ROBERT (BOB) ALLEN ASHDOWN (72), an architect, who served the Anglican Diocese of S.W. Tanganyika 1963-64, died on July
24. He had worked in Comworks and for a time was Acting Chief Architect. In 1971 he designed the monument to commemorate 10 years of independence which stands in the Mnazi Mmoja area of Dar es Salaam. He returned to the UK in 1971 -Canon Paul R Hardy.

SIR VIVIAN FUCHS (91) the geologist/explorer who has just died was with Dr Louis Leakey in 1931 during his famous research into the origins of man in the Olduvai Gorge. In 1934 Fuchs carried out a geological survey of the Njorowa Gorge before moving to Kenya to carry out the first scientific survey of Lake Rudolph.

BRIAN HODGSON CMG (83) who died on October 2 served in the administration in Tanganyika/Tanzania from 1939 to 1962. He was Secretary of the Legislative Council in 1945. As DC Musoma in 1952 he was involved in the chieftainship dispute in Zanaki which occurred between Chief Ihunyo Monge a traditionalist and famed rain maker and a group (including the late Edward Wanzage, the half brother of Julius Nyerere), who wanted to move the Zanaki chiefdom ahead in terms of education and development. On the day that Mwalimu came home to Musoma from his degree course in Edinburgh, there was a serious riot between the parties in Zanaki during which the police fired shots in the air and there followed a rain of spears from Ihunyo supporters. Brian Hodgson grabbed Edward Wanzagi out of the melee and contributed to saving his life. They remained in close contact for many years afterwards. From 1958 to 1962 Hodgson served as Director of Establishments in Dar es Salaam. On his return to Britain he was employed by the Red Cross (as Director General from 1970-75) and was awarded its highest decoration ­ the Henry Dounant award.

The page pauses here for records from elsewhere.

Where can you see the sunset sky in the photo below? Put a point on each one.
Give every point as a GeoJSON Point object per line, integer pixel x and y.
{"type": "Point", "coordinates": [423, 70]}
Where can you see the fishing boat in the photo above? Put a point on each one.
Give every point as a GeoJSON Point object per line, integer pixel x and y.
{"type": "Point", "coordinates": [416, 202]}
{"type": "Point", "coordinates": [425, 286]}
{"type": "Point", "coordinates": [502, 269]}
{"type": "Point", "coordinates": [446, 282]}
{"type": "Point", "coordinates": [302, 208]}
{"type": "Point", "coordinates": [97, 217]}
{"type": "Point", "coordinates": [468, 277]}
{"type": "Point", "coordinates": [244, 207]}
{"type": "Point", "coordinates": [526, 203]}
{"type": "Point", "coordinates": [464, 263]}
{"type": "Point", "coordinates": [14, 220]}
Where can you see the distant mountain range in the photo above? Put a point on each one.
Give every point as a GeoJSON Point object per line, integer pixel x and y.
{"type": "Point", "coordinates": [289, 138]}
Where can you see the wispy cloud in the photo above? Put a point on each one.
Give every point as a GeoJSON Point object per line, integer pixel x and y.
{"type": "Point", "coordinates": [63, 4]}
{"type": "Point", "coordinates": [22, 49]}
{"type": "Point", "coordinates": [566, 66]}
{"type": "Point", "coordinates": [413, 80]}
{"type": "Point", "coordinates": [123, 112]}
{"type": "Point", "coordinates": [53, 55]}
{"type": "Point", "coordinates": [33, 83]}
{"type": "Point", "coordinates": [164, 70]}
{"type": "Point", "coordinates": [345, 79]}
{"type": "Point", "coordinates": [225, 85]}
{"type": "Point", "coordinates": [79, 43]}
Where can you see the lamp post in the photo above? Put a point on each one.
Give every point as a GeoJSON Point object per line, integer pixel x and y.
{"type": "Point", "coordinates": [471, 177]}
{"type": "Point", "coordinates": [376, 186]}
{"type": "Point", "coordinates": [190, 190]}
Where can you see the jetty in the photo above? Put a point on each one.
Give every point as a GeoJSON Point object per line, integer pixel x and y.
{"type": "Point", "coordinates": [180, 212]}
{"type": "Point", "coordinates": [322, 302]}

CHARLES INNES (KIM) MEEK CMG (79) played a crucial role in Tanganyika’s smooth progress to self-government. He acted as Julius Nyerere’s Permanent Secretary and Secretary to the Cabinet in the run-up to independence in 1961. Afterwards he became, for one year, the first post-colonial head of the country’s Civil Service. Together with Governor Richard Turnbull and Mwalimu Nyerere they crafted the new constitution preparatory to the Lancaster House conference in 1960 which paved the way for independence. Nyerere would often drop in on the Meek household after supper to discuss progress. Before this Meek spent had some 15 years in administration in the then Northern Province. After leaving Tanganyika he became Chief Executive of the British White Fish Authority (Thank you Christine Lawrence and Randal Sadleir for sending the obituary in The Times from which this has been taken -Editor).

LT. COL. PETER MOLLOY OBE. MC (85) who died on August 24 became in 1954 the first Director of National Parks in Tanganyika and established new parks at Lake Manyara and on the eastern side of Mount Meru.

ZUBERI MTEMVU, the veteran opposition politician, died on September 20. He was leader of the African National Congress (ANC) party in Tanganyika and stood against Julius Nyerere in the presidential election in 1962.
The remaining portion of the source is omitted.